The Google Cloud AI and Machine Learning Platform does have a few gaps, such as the lack of a first-party Google data preparation service, the lack of many on-premises options, and the fact that way too many of the services offered are still in beta test. Despite those issues, the Google Cloud AI can serve almost any machine learning or deep learning need. I especially like the new pipeline capabilities, even though it’s a beta test service based on open source products that are also still in beta test.
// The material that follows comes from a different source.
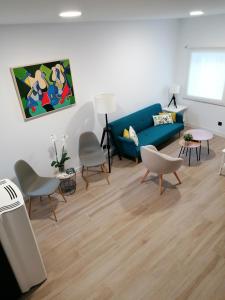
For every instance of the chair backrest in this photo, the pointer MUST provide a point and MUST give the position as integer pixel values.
(158, 162)
(88, 143)
(25, 174)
While I’m not going to speak further about the competition, some of which is also very good, I will say that in the sphere of AI applications, Google is essentially the new IBM, in that nobody ever gets fired for choosing Google AI.
(All pricing in USD)
Cloud AutoML Translation: Training: $76.00 per hour; Translation: $80 per million characters after the first 500K characters.
Cloud AutoML Natural Language: Training: $3.00 per hour; Classification: $5 per thousand text records after the first 30K records.
Cloud AutoML Vision: Training: $20 per hour after the first hour; Classification: $3 per thousand images after the first thousand images.
Cloud AutoML Tables: Training: 6 hours of free one-time use + $19.32 per hour (92 n1-standard-4 equivalent machines used in parallel); Batch prediction: 6 hours of free one-time use + $1.16 per hour (5.5 n1-standard-4 equivalent machines used in parallel); Online prediction: $0.21 per hour (1 n1-standard-4 equivalent machine); Deployment: $0.005 per GiB-hour x 9 machines (model replicated to 9 machines for low latency serving purposes); Vision: $1.50/feature/1,000 units after the first 1,000 units/month for most features; more for web detection and object localization.
Video: $0.04 to $0.17/minute/feature after the first 1,000 minutes/month.
Natural Language: $0.50 to $2.00/feature/1,000 units after the first 5,000 units/month.
Translation: $20/million characters after the first 500,000 characters/month.
Media Translation: $0.068 to $0.084/minute after the first 60 minutes/month.
Text to speech: $4/million characters after the first 4 million characters/month, standard voices; $16/million characters after the first 1 million characters/month, WaveNet voices.
Speech to text: $0.004 to $0.009/15 seconds after the first 60 minutes/month.
Dialogflow CX Agent: $20/100 chat sessions, $45/100 voice sessions.
Dialogflow ES Agent: varies by mode, reflects underlying voice and natural language charges.
Recommendations AI: $2.50/node/hour for training and tuning; $0.27/1000 predictions with tiered quantity discounts above 20 million requests/month.
GPUs: $0.11 to $2.48/GPU/hour.
TPUs: $1.35 to $8/TPU/hour.
AI Platform Training: $0.19 to $21.36/hour.
AI Platform Predictions: $0.045 to $1.13/node/hour plus GPUs at $0.45 to $2.48/GPU/hour.
All services run on the Google Cloud Platform; a few can also be run on-premises or in containers.